By Sunny Lee, VP Administration, City University of Hong Kong
Technology has garnered significant influence amongst the global population. The exciting, trendsetting nature of technology–at times–can be misleading, making it prone to exaggeration and deceptive promotion; thus the ‘hype’ surrounding technology is a concern. Educational institutions are complex organizations. Its conservative approach and the need for flexibility in its management and operation may render some technological changes in the education industry impractical. Therefore, the need for a holistic planned approach to integrate technology into the present-day education system is very important. Amidst the ‘wonder’ and ‘hype’ of technology, education leaders must stay true to their vision, not lose sight, identifying and adopting only the right technology.
The universal objective of integrating modern technologies into higher education systems is to improve teaching and learning experiences, to promote research and innovation, to enhance the ability to develop students, and to improve student life and administration. Keeping these priorities in mind, leaders in the education industry have to examine and research technologies available in the market. The key is to anticipate ‘how’ and ‘when’ to exploit specific technologies, and to only invest time, effort and resources in the most profitable area. With the evolution of the role of a CIO to more strategic one, his/her approach in adopting new technology—especially in the education industry—has to be pragmatic, taking into consideration the long-term vision of an organization.
Amidst The ‘Wonder’ and ‘Hype’ Of Technology, Education Leaders Must Stay True To Their Vision, Not Lose Sight, Identifying and Adopting Only the Right Technology
Proper understanding of the enterprise architecture of the organization—recognizing its requirements, resources, and infrastructural needs— is crucial. Without it, organizations will end up buying technology which may turn redundant in the near future, thus not having any positive impact on the organization’s long-term aspirations. This type of impulsive approach in acquiring technology is not advised.
Furthermore, recognizing the best time to introduce a new technology, devising ways to introduce the change smoothly and identifying the staff’s appetite to adopt and accept this change are areas which need to be examined before implementation of a new technology. For an educational institution, a CIO has to understand that not all the members of the organization will be ready to adopt the technology. Thus at times, he/she may need to introduce technology at a slow pace or identify certain sections in the institution that are more forthcoming towards adopting technology and start from there. Along with being a visionary and a change manager, a CIO is also a ‘risk manager’ and a ‘cultivator of talents.' With sensitive issues concerning privacy and security in mind, he/she has to be aware of the risk profile and must have measures to litigate through those risks. Additionally, a CIO needs a strong team to implement his vision; therefore he/she needs to know how to cultivate talent—recruit a team, retain them and then develop them. This trait is of growing importance as tech talents are becoming increasingly hard to acquire due to the demand and the option of start-ups.

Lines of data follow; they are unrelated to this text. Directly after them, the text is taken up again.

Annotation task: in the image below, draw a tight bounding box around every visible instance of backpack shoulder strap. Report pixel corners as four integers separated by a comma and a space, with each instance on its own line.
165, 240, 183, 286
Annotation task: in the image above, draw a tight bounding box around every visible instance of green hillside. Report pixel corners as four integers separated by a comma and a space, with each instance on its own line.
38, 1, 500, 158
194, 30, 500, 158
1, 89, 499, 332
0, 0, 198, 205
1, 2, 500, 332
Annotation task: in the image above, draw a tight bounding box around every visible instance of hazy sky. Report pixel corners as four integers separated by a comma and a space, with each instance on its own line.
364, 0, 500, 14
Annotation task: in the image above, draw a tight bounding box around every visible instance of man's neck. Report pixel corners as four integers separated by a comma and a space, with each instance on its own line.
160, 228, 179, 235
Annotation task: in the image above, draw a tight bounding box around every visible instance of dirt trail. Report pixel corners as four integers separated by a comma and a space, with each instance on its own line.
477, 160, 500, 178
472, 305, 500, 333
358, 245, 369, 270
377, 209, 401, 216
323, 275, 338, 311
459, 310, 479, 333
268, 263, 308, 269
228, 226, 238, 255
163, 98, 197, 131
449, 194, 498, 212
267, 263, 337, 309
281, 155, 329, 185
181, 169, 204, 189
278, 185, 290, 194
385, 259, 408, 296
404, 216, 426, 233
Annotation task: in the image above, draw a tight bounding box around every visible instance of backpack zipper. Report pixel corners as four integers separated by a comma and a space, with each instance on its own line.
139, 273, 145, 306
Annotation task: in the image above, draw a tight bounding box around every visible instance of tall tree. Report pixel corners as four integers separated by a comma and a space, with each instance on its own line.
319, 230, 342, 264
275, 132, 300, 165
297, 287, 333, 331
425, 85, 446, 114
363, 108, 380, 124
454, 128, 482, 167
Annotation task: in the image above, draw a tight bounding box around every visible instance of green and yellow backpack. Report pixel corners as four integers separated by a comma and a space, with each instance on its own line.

For a leader in any industry responsible for taking an organization forward, the ability to have a vision and to formulate a strategy to execute these visions are fundamental. With a clear vision and a planned approach, technology can be utilized to its full potential to achieve goals, ensuring minimum waste of resources and time along the way. The technology integration process does not end with identification and introduction; it has to be followed up by proper management, efficient use and training of technical skills among the employees. To conclude, technology integration in any industry should not be implemented merely to ‘transform’ a particular industry; it should be implemented to ‘enhance’ it.